The whole point of this blog is so that people can come here and experience God.
And these past few days it has been on my heart and mind that the point of my life is so others can experience God.
Does that make sense?
Really the point of me living my life on purpose, is so that others can see that God is real, amazing, holy, perfect and divine.
Now read that correctly…not that Nichole is amazing, holy, perfect and divine. But that God is!
That God can take a real broken girl and work in her and through her to show off his amazing, holy, perfect and divine self.
Sitting with Him in these past few months has overwhelmed me in many ways.
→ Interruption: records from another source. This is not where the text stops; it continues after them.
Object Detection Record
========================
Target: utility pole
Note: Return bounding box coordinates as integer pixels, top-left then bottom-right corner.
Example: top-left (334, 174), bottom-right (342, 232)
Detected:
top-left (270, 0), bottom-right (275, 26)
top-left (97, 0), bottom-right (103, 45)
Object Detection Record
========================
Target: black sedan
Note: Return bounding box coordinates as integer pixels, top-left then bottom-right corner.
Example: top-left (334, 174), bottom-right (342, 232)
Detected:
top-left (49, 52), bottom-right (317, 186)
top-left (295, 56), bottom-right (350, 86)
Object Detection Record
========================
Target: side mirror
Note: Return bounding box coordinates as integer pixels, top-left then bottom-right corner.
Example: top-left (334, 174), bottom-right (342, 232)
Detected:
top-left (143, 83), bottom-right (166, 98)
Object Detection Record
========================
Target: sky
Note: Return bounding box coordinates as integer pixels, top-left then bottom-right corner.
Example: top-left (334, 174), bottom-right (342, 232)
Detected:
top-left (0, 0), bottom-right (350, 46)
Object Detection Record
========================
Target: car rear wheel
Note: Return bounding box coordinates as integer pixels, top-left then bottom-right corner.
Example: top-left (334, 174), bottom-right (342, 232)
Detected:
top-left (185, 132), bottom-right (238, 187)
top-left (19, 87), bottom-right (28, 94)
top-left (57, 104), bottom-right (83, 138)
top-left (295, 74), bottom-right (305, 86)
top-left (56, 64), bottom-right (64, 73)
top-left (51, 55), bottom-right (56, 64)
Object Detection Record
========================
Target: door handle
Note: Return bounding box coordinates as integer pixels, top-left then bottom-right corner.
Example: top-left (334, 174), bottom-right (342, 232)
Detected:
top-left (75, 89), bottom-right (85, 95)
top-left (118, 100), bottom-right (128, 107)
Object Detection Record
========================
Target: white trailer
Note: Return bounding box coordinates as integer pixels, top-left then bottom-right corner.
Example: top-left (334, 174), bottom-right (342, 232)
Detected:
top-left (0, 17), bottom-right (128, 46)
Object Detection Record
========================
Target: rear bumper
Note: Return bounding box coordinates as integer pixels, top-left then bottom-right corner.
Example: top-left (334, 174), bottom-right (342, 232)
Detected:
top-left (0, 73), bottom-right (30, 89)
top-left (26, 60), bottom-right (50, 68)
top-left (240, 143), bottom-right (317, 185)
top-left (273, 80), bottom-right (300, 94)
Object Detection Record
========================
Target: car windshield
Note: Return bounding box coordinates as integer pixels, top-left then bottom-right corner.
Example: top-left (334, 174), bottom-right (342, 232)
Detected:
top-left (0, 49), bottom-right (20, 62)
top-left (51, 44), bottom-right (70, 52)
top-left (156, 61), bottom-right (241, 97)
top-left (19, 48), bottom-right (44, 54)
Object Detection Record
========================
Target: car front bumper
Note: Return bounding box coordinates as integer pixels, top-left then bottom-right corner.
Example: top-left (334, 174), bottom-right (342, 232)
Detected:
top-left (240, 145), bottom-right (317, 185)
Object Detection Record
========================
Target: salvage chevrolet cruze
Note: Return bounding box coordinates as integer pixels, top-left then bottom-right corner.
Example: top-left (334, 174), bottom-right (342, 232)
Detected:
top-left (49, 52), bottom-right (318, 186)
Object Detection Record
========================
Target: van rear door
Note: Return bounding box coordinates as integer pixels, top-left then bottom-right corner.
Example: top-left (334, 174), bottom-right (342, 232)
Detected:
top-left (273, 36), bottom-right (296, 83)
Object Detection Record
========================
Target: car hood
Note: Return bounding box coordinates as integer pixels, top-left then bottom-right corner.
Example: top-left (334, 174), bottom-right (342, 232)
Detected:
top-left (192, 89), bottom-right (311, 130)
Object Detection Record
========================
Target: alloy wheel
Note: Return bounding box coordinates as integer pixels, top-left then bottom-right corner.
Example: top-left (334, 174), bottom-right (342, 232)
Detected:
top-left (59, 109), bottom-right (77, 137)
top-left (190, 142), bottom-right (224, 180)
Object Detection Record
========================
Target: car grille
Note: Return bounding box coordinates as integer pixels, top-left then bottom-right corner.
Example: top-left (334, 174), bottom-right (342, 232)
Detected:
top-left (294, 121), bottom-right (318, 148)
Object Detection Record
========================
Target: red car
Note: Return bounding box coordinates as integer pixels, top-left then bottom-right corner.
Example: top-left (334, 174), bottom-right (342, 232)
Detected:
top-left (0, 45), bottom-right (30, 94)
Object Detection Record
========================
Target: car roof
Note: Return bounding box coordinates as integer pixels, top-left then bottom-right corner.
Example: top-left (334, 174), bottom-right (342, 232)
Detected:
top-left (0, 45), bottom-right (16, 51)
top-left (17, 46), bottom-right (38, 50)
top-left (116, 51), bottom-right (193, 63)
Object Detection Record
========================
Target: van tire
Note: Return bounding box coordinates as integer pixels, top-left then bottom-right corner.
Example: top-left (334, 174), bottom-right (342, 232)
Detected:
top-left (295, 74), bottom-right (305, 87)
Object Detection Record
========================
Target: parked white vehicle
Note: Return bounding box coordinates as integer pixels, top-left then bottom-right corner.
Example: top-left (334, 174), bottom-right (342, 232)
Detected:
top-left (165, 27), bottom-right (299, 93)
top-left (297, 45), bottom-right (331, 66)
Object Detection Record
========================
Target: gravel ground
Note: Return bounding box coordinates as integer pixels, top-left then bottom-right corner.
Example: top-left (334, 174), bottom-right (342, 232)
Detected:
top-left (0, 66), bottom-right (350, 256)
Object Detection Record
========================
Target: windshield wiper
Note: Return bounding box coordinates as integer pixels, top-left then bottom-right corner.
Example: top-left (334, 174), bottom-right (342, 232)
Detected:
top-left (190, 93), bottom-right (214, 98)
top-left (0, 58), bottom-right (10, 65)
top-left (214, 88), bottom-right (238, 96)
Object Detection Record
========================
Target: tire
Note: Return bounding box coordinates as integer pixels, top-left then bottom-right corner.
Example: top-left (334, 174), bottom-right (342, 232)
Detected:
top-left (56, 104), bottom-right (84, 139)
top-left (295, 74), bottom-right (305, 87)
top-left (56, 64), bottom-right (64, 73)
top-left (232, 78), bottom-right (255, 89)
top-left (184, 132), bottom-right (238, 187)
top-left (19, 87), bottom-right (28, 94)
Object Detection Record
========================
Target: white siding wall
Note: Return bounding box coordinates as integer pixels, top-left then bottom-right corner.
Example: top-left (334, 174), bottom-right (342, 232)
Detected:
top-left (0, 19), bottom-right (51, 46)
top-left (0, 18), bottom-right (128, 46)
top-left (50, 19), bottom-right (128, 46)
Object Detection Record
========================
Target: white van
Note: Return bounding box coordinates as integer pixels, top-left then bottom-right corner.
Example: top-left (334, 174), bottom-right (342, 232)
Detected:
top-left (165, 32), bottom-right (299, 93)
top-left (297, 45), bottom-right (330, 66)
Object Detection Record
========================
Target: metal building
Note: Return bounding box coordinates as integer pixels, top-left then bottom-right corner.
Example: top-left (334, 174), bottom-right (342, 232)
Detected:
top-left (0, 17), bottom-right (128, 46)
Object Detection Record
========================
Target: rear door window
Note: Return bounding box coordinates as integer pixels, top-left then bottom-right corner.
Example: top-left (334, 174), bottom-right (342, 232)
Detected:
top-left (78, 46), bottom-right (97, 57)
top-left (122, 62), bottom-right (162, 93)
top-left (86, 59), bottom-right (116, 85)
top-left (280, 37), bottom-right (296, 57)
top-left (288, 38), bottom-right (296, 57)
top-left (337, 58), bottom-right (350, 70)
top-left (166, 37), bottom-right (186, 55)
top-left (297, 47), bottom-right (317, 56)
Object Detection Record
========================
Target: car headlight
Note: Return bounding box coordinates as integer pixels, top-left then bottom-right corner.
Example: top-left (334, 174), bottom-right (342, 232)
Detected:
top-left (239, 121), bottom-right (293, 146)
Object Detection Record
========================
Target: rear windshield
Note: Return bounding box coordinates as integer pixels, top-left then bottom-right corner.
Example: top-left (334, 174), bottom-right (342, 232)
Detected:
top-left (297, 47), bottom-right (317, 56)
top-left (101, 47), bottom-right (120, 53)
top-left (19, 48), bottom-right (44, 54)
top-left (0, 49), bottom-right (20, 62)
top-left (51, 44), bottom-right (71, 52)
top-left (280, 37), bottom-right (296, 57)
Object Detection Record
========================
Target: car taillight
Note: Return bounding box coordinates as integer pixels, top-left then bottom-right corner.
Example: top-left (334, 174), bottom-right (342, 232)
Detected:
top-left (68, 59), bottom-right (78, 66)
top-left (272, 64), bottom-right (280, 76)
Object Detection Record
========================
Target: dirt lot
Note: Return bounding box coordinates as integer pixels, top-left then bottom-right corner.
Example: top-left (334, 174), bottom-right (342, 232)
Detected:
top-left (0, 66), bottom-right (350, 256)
One in which I truly think I never want to leave His side again…meaning I don’t ever want to be running so far ahead that I can’t hear His heartbeat, feel His hand upon me, or know His voice!
Sitting with Him has me in a really teachable spot in life, and with that teaching He has opened my eyes and ears. I have been made aware of some areas in my life that needed some work.
All of the above is to prepare your heart and mind for what follows in this post, so please know that I am not ‘preaching’ at you, I am sharing what’s going on in my life and just maybe someone else out there needs to know. Needs to know so they can be encouraged to hear Him, to grab His hand, to allow His grace and love to pour over them.
The other day I heard this come out of the mouth of Beth Moore…
“He wants you home”
And as soon as my ears heard it my heart confirmed it was from my Jesus!
Those four words above are so packed full. Packed on purpose. Packed by His hands, and when you hear them friend know that if they meet your precious heart that they come surrounded in grace and love.
“He wants you home”
We were created for one reason, to be in relationship with Him. That’s what this whole life thing is all about. I know there is a lot competing for your attention, jobs, family, finances, health issues, stress, and more stress. But will you take a few seconds and hear your Creator…
“I want you home”
Like I said above those words moved me when I heard them. They moved me closer to His heart. Because I realized its where I truly desire and need to be.
I am praying right now that if you are done,
Running
Searching
Being lonely
Trying it on your own
That you will join me in hearing His Words to us.
“I want you home”
And because I believe we both need the time to fully process what He is asking of us. I am going to pause right here.
Please join me in thinking about His request, pray it over, I would love to join you in prayer so if you want leave a request!
Know you are loved on purpose!
Drifting or Dwelling
9 hours ago
5 comments:
Love this post, Nichole. Amazing and wonderful to think (and know) that God wants us for relationship. He wants us home in His presence -- now and forever. Oh what an amazing God we serve!
As you know from my recent post(s) - Home is where God has called me also!
Thank you for sharing, praying and reflecting His love, grace and peace to me!
It looks like we are in for a llooonnnnggggg ride!
Blessings to you sweet Nichole!
I need some time to unpack this post... It's so powerful it's too much for my wee brain to comprehend all at once. Thank YOU LORD!
And I want to be at home with the Father. When He's ready I'm doing all I can to be ready to go. There are some areas in my life with God that I need to work on.
Patience and hearing His voice.
I have not perfected the waiting but I know that God will be there waiting for me when I reach that point.
I’m going to think on this and ponder over it, but, right now what comes to my mind is my own home, and how much at ease my mind and heart are when we are all present here at the end of the day. Sunday’s happen to be my favorite day, too, because we are all at home more than not- “throughout” the day, rather than running to/fro! This mamma loves her ‘loved ones’ at home safe and sound. And, now that I think in terms of my Father’s home, oh my --- this gives me goose bumps, just knowing that He wants us home with Him. And, that is exactly where I desire to be – just not late at night, or all day on Sunday, but all day long, everyday. At home with my Father ~ continually.